Ia punya satu kepakaran dan keahlian andalan berupa jurus talbis. Ia sangat lihai dan piawai menghias suatu keburukan dan kebusukan menjadi sesuatu yang sangat menakjubkan jiwa manusia. Ia mengemas keinginan manusia untuk terkabar sebagai pahlawan dengan hiasan penuh pesona, bahwa itu adalah bagian dari amal-amal akhirat yang memang kita tak bisa lepas darinya. Semua amal kebaikan butuh pahlawan sebagai eksekutor, maka kalau bukan diri kita lalu siapa yang mengerjakan? Banyak orang butuh keteladanan, maka kalau bukan kita lalu siapa lagi yang memberikan keteladanan? Orang-orang lemah butuh bantuan kita, maka kalau bukan kita lalu siapa lagi yang membantu? Mungkin seperti itu setan mencari-cari celah dengan jurus talbisnya. Tujuannya cuma satu, menyibukkan kita dan memfokuskan perhatian kita hanya kepada bagaimana kita bisa selalu mengabarkan kepada orang bahwa kita adalah pahlawan kebaikan.

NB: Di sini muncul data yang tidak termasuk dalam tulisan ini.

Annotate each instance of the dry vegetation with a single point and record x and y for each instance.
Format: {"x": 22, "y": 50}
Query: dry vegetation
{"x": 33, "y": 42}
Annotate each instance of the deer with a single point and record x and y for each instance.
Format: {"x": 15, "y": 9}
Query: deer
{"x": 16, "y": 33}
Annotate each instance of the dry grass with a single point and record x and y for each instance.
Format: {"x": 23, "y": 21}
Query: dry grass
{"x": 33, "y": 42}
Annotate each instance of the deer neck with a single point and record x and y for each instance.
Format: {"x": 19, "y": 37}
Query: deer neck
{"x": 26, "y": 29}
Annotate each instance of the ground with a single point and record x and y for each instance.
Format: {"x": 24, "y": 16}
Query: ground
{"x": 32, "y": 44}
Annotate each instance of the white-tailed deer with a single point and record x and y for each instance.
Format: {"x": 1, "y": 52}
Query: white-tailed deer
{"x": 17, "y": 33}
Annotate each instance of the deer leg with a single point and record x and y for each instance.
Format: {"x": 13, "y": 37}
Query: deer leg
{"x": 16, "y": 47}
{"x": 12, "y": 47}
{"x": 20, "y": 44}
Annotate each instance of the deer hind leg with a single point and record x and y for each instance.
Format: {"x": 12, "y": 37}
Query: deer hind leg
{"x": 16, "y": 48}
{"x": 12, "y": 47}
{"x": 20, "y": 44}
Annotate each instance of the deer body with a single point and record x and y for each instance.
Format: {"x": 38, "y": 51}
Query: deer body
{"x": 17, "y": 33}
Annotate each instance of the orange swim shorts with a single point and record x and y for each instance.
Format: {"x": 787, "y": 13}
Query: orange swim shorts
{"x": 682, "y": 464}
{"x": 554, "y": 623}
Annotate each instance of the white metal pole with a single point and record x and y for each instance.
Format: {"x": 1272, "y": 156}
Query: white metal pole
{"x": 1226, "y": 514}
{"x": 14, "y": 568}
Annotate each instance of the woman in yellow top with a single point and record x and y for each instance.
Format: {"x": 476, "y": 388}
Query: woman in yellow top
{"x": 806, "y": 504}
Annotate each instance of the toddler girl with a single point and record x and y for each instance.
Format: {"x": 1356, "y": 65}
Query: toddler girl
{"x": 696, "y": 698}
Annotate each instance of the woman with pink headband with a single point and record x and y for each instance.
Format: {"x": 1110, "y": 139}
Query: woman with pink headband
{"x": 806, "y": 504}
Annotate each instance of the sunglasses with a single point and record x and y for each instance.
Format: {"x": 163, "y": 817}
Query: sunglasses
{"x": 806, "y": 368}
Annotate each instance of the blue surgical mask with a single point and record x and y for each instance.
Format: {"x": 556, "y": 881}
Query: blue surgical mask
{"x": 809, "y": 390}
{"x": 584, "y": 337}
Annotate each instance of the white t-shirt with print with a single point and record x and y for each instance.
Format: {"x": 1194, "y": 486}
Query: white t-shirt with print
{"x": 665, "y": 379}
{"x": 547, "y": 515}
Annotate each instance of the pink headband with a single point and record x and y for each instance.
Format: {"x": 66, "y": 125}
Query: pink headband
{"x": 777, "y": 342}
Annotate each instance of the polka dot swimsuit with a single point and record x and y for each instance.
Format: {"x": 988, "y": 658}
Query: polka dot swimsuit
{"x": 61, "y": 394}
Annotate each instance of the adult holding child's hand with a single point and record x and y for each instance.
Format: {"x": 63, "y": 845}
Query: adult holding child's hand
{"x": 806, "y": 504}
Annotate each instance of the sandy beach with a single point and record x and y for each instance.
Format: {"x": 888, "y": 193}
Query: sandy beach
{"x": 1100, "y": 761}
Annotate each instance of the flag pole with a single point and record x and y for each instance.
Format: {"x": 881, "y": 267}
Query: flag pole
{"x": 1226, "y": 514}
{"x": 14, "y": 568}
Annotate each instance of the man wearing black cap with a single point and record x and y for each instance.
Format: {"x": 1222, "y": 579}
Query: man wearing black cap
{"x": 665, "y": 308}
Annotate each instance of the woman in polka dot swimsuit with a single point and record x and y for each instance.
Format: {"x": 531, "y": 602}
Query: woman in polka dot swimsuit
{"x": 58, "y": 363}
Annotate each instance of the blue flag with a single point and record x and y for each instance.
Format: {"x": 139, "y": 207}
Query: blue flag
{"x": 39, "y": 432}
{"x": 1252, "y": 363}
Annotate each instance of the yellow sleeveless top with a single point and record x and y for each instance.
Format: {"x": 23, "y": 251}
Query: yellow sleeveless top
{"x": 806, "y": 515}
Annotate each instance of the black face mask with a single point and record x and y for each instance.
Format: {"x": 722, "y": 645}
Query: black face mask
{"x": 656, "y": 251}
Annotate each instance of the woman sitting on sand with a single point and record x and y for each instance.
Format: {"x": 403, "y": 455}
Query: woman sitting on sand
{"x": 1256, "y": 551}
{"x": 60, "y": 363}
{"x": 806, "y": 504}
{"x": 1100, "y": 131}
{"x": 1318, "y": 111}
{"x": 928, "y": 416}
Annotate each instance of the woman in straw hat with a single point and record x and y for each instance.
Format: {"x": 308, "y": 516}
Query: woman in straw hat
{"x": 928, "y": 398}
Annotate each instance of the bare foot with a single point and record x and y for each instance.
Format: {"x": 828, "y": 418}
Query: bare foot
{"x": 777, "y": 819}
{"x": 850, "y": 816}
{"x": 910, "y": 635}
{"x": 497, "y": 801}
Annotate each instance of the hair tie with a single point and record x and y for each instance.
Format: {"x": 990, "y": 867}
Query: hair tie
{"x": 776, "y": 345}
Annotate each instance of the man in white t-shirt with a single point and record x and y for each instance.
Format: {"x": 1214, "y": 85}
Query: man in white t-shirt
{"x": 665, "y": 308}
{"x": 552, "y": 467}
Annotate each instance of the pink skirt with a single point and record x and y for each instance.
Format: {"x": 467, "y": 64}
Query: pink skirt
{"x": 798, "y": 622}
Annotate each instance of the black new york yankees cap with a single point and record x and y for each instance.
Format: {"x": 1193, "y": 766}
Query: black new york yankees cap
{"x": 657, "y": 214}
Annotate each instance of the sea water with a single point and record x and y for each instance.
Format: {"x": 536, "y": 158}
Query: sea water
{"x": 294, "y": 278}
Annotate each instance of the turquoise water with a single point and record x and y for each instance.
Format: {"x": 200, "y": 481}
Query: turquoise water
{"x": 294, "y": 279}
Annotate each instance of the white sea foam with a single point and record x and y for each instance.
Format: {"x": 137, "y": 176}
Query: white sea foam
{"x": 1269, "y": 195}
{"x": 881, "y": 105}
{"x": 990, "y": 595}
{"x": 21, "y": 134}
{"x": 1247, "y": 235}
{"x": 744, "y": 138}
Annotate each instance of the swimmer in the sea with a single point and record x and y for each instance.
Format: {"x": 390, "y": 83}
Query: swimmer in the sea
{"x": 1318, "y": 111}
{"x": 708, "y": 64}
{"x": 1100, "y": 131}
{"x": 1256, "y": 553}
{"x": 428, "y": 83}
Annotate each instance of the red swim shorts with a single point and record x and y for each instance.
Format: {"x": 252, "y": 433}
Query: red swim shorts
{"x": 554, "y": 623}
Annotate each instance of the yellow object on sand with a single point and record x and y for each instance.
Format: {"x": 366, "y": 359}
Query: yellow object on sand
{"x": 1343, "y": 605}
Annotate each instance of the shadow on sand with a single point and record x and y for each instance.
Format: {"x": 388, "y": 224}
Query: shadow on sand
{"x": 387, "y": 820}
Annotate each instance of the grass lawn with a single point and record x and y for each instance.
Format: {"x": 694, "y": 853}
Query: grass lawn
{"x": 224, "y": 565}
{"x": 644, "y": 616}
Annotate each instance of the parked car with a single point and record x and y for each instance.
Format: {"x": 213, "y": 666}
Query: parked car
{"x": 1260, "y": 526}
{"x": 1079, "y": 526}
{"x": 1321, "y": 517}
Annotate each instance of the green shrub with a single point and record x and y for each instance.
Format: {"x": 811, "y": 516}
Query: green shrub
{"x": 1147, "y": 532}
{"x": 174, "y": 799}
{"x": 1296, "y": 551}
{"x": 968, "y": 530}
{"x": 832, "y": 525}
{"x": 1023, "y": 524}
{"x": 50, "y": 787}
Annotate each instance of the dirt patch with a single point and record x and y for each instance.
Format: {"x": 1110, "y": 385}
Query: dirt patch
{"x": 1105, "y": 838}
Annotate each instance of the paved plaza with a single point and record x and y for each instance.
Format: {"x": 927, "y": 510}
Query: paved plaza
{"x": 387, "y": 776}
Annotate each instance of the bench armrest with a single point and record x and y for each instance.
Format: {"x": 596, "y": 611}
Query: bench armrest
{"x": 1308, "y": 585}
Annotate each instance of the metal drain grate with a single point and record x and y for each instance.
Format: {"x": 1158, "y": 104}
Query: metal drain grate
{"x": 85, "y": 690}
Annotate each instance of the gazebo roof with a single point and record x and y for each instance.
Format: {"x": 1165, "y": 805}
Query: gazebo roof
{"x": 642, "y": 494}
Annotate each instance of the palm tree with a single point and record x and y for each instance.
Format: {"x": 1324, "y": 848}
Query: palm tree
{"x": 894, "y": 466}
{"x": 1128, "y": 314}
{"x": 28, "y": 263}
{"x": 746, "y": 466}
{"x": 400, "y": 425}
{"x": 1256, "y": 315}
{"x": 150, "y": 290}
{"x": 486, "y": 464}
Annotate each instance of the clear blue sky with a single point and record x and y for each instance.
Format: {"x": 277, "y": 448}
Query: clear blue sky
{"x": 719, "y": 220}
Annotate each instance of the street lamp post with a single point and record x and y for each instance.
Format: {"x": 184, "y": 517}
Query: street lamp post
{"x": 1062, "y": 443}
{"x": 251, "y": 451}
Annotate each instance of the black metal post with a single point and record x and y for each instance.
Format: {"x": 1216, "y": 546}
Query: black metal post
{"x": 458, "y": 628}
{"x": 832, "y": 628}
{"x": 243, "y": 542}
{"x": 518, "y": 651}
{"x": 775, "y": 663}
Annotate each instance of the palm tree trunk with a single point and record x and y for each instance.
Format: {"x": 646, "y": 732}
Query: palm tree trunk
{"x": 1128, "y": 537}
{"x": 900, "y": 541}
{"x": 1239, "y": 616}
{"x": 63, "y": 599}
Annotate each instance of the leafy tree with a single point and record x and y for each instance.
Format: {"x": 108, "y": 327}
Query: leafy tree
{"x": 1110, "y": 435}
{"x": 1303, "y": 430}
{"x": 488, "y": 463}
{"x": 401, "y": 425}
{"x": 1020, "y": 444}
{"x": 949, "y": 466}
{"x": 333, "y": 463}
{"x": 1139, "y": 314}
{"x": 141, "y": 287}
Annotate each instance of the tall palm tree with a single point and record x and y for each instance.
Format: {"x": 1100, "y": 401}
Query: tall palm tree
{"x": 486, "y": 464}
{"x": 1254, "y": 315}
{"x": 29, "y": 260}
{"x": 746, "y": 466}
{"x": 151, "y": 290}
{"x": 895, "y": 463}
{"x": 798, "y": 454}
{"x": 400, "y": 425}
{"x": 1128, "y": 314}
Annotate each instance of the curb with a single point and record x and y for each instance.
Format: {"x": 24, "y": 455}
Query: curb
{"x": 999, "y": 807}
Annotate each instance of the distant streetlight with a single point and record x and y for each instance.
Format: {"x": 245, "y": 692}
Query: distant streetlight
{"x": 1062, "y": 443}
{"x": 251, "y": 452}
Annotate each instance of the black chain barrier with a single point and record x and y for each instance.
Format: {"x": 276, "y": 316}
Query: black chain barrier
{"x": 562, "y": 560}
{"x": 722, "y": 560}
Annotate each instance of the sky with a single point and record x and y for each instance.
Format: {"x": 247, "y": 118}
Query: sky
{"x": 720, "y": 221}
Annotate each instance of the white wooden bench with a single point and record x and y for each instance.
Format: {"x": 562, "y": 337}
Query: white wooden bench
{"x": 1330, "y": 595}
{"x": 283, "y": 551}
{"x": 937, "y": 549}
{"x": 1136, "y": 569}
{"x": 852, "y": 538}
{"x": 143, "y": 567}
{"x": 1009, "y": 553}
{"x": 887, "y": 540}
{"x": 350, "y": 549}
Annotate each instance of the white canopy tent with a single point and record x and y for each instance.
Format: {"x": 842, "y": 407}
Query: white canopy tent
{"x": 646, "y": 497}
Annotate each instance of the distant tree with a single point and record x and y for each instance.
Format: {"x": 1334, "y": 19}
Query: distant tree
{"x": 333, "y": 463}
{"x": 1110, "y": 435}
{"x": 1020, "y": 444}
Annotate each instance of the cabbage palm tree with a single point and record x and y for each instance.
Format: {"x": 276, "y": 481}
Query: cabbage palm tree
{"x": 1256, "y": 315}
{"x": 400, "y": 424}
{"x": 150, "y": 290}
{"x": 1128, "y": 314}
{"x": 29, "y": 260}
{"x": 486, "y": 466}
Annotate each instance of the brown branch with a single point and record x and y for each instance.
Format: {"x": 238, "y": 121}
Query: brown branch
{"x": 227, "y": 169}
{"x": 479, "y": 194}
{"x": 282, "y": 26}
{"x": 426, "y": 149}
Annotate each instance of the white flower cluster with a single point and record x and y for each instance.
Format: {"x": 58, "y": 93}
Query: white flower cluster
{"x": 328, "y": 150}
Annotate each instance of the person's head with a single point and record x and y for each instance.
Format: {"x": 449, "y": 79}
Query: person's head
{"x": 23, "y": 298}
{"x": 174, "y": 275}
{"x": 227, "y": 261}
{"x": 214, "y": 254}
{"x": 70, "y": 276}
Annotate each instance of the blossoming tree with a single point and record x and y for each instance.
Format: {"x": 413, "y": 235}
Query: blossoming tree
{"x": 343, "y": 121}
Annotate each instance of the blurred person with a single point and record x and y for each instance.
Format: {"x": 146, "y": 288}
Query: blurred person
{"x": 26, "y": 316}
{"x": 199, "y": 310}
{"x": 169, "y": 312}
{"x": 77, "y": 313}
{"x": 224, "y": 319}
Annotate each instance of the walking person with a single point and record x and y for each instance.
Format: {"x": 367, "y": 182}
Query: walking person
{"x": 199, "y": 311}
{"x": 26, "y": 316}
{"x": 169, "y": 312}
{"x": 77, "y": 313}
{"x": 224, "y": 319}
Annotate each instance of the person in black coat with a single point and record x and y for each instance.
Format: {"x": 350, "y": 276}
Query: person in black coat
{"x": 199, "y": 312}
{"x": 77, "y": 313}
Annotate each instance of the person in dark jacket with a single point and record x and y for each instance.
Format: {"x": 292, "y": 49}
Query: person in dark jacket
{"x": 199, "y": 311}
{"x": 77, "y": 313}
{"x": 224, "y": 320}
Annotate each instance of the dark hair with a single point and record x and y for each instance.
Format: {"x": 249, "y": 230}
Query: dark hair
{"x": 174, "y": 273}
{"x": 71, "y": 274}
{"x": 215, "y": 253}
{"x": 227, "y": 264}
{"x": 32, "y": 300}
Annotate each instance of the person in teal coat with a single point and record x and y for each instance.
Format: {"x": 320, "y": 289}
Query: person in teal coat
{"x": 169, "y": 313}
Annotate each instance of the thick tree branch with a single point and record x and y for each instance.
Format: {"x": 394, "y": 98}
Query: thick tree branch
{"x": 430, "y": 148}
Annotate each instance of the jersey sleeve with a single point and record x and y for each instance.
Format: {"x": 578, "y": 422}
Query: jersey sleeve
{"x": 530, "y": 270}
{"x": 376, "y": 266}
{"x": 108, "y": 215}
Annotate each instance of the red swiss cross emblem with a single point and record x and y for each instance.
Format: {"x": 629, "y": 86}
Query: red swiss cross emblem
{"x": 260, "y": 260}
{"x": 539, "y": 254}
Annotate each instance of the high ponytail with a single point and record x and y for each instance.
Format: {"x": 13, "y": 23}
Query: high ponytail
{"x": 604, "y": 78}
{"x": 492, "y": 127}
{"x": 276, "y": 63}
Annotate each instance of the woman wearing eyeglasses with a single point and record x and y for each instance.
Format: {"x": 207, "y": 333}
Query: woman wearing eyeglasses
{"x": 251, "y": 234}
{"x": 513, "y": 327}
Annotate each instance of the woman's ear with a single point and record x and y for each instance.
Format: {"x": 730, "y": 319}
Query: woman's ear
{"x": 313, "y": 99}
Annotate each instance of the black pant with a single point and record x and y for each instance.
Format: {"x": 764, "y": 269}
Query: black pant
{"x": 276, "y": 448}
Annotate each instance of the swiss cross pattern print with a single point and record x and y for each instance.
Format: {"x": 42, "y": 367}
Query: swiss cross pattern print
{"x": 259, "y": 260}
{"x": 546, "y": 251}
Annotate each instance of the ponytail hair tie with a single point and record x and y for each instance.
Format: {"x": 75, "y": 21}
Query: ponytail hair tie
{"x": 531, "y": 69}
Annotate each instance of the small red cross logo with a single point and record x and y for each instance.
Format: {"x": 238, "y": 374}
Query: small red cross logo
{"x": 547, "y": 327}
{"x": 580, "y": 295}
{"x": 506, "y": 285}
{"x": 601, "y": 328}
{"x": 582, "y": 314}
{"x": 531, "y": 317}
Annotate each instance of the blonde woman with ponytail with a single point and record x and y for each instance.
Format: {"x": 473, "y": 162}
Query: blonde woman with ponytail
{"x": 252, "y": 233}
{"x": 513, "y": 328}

Maka, setiap saat tatkala kita mengerjakan amal-amal akhirat, kita juga akhirnya sangat sibuk dan menaruh perhatian terhadap perkara menampilkan dan mengabarkan diri kita sebagai pahlawan. Di mana ada kebaikan, di situ harus ada kabar diri kita. Di mana ada amal, di situ harus ada kabar jasa kita. Di mana ada karya, di situ harus ada kabar lembaga kita. Di mana ada kontribusi, di situ harus ada kabar tentang bendera kita. Pokoknya, di mana tempat dan di kapan waktu, maka diri kita harus terkabar, terkenang, tersebut, dan terbilang. Akhirnya, kita hanya sibuk dan perhatian pada keharusan untuk selalu tampil sebagai pahlawan. Pikiran kita hanya tertancap pada satu hal, semua harus kita dan diri kita. Jika terkabar sebuah kepahlawanan maka itu adalah diri kita, bukan orang lain.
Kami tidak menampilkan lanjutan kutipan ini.